Le mouvement cible l’approvisionnement sans stopper net la production. Les sous-traitants extérieurs, camions de carburant et vivres sont bloqués à l’extérieur. Les agents de sécurité de Kibali observent à distance. Aucun affrontement signalé à 09h, mais la fumée noire des pneus est visible depuis Durba. L’objectif affiché : frapper l’économie de la mine sans prendre en otage les travailleurs congolais déjà sur site. Le message à Barrick est clair, à 72h de la DRC Mining Week 2026.

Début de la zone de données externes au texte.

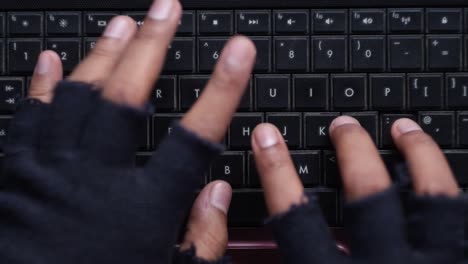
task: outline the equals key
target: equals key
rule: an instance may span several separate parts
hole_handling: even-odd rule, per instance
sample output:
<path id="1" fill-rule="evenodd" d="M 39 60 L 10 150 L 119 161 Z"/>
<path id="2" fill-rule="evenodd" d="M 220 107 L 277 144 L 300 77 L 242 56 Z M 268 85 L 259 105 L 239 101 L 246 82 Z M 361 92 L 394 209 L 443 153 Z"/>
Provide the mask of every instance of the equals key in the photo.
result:
<path id="1" fill-rule="evenodd" d="M 22 78 L 0 78 L 0 112 L 11 113 L 23 97 Z"/>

48h après la déclaration du G20 et Vrai Vrai exigeant le départ « sans délai ni condition » de Cyrille Mutombo, la direction de Kibali Gold Mine garde le silence. Accusé de « bloquer systématiquement les opportunités » et de violer le pacte de paix, le Directeur Pays voit son nom scandé devant un portail en feu. Les manifestants conditionnent la levée du blocus à son départ et à l’ouverture immédiate de négociations sur le contenu local. À Watsa, le bras de fer devient épreuve de force.
Source : Constats sur terrain et déclaration G20 & Vrai Vrai du 04/06/2026, relayée.